NGC 6754 is a barred spiral galaxy in the constellation of Telescopium. Its velocity with respect to the cosmic microwave background is 3176 ± 11 km/s, which corresponds to a Hubble distance of 46.84 ± 3.29 Mpc. Additionally, 10 non-redshift measurements give a closer distance of 42.05 ± 1.285 Mpc. It was discovered by British astronomer John Herschel on 8 July 1834.

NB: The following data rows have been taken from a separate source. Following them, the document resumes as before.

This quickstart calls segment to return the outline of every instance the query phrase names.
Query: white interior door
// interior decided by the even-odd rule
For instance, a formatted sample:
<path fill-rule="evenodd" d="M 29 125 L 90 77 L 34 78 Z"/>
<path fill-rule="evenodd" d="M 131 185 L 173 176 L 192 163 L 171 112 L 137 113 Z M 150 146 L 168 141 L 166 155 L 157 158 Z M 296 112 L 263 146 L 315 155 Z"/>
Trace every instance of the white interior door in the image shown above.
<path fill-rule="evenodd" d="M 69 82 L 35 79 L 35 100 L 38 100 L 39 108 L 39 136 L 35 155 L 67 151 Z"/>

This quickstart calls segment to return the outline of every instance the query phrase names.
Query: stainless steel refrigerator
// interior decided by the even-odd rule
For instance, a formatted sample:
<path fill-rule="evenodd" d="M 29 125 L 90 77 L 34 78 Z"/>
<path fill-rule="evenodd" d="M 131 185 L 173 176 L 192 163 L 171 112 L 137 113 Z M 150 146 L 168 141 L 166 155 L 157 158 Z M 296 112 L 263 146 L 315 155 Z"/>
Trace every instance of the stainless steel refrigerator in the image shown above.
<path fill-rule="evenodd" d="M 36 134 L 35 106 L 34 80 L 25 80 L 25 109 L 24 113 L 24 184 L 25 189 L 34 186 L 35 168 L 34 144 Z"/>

According to the SIMBAD database, NGC 6754 is an Active Galaxy Nucleus Candidate, i.e. it has a compact region at the center of a galaxy that emits a significant amount of energy across the electromagnetic spectrum, with characteristics indicating that this luminosity is not produced by the stars.

==Supernovae==
Four supernovae have been observed in NGC 6754:
- SN 1998X (Type II, mag. 17) was discovered by the Perth Astronomical Research Group on 13 March 1998.
- SN 1998dq (Type Ia, mag. 14.3) was discovered by Brett White on 23 August 1998.
- SN 2000do (Type Ia, mag. 15.6) was discovered by Brett White on 30 September 2000.
- SN 2005cu (Type II, mag. 16.1) was discovered by Berto Monard on 10 July 2005.